Christoph Rüdiger Wolfram Kuhlmann, Justus Liebig University of Giessen
Jan Rasmus Friedrich Carl Trümper, Justus Liebig University of Giessen
Yaser Abdallah, Aga Khan University
Dörte Wiebke Lüdders, Justus Liebig University of Giessen
Christian Alexander Schaefer, Justus Liebig University of Giessen
Astrid Kerstin Most, Justus Liebig University of Giessen
Ulrich Backenköhler, Justus Liebig University of Giessen
Thomas Neumann, Justus Liebig University of Giessen
Sabine Walther, Justus Liebibg University of Giessen
Hans Michael Piper, Justus Liebibg University of Giessen

This work was published before the author joined Aga Khan University.

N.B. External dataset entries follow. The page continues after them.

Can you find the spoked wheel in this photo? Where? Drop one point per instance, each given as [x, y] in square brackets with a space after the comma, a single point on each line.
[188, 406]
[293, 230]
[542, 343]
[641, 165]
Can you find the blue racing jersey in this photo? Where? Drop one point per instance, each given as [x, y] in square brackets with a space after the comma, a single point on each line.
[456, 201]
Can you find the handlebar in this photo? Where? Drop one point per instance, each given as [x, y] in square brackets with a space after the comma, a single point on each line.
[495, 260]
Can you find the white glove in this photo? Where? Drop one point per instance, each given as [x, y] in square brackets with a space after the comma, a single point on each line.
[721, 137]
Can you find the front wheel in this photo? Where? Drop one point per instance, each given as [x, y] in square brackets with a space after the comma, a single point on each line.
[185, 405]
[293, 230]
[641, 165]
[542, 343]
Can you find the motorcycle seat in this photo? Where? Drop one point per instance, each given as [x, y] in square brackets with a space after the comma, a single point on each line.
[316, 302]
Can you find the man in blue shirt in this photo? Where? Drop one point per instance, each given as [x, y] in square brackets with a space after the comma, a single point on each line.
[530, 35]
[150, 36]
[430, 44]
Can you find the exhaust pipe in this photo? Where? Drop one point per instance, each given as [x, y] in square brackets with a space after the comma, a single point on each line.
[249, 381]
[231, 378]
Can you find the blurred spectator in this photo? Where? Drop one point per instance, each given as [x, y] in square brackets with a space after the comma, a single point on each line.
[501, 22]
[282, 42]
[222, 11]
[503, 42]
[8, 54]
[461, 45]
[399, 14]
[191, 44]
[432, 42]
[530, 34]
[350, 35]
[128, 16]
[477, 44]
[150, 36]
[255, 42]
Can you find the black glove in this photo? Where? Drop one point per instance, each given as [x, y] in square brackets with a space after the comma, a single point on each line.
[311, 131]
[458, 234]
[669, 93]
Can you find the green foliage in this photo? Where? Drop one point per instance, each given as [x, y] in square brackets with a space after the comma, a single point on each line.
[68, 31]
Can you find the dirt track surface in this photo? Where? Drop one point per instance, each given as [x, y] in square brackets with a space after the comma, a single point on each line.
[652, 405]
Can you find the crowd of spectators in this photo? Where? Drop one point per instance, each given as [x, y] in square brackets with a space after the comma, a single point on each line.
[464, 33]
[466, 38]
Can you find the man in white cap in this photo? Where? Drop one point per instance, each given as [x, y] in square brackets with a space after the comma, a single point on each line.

Ca2+-activated K+ channels with large conductance (BKCa) have been shown to play an important role in the regulation of vascular tone. We examined the role of the p42/p44 MAP-kinase (p42/p44MAPK) on nitric oxide (NO) production in human endothelial cells induced by the BKCa-opener NS1619. Using DiBAC-fluorescence imaging a concentration-dependent (2.5-12.5 µM) hyperpolarization induced by NS1619 was observed. A significant increase of intracellular Ca2+-concentration by NS1619 was seen using Fura-2-fluorescence-imaging, which was blocked by 2-APB, or reduction of extracellular Ca2+ (n=30; p<0.05). A cGMP-radioimmunoassay was used to examine NO synthesis. NS1619 significantly increased cGMP levels which was inhibited by LNMMA, iberiotoxin, BAPTA, 2-APB, reduction of extracellular Ca2+, PD 98059, or U0126 (cGMP (pmol/mg protein): NS1619 3.25 ± 0.85; NS1619 + L-NMMA 0.86 ± 0.02; NS1619 + iberiotoxin 0.99 ± 0.09; NS1619 + BAPTA 0.93 ± 0.29; NS1619 + 2-APB 0.99 ± 0.31; NS1619 + Ca2+-reduction 1.17 ± 0.06; NS1619 + PD98059 1.06 ± 0.49; NS1619 + U0126 1.10 ± 0.24; n=10; p<0.05). The phosphorylation of eNOS and p42/p44MAPK was examined by immunocytochemistry. Phosphorylation of p42/p44MAPK was significantly increased after 10 minutes of NS1619 stimulation, whereas eNOS phosphorylation was not changed over a period of 1 to 30 minutes. NS1619-induced hyperpolarization was not affected by treatment with PD 98059 or U0126. Additionally, NS1619 inhibited endothelial proliferation involving a NO-dependent mechanism. Our data demonstrate that NS1619 causes a transmembrane Ca2+-influx leading to an increased NO production involving p42/p44MAPK. This rise of NO formation is responsible for the NS1619 induced reduction of endothelial cell growth.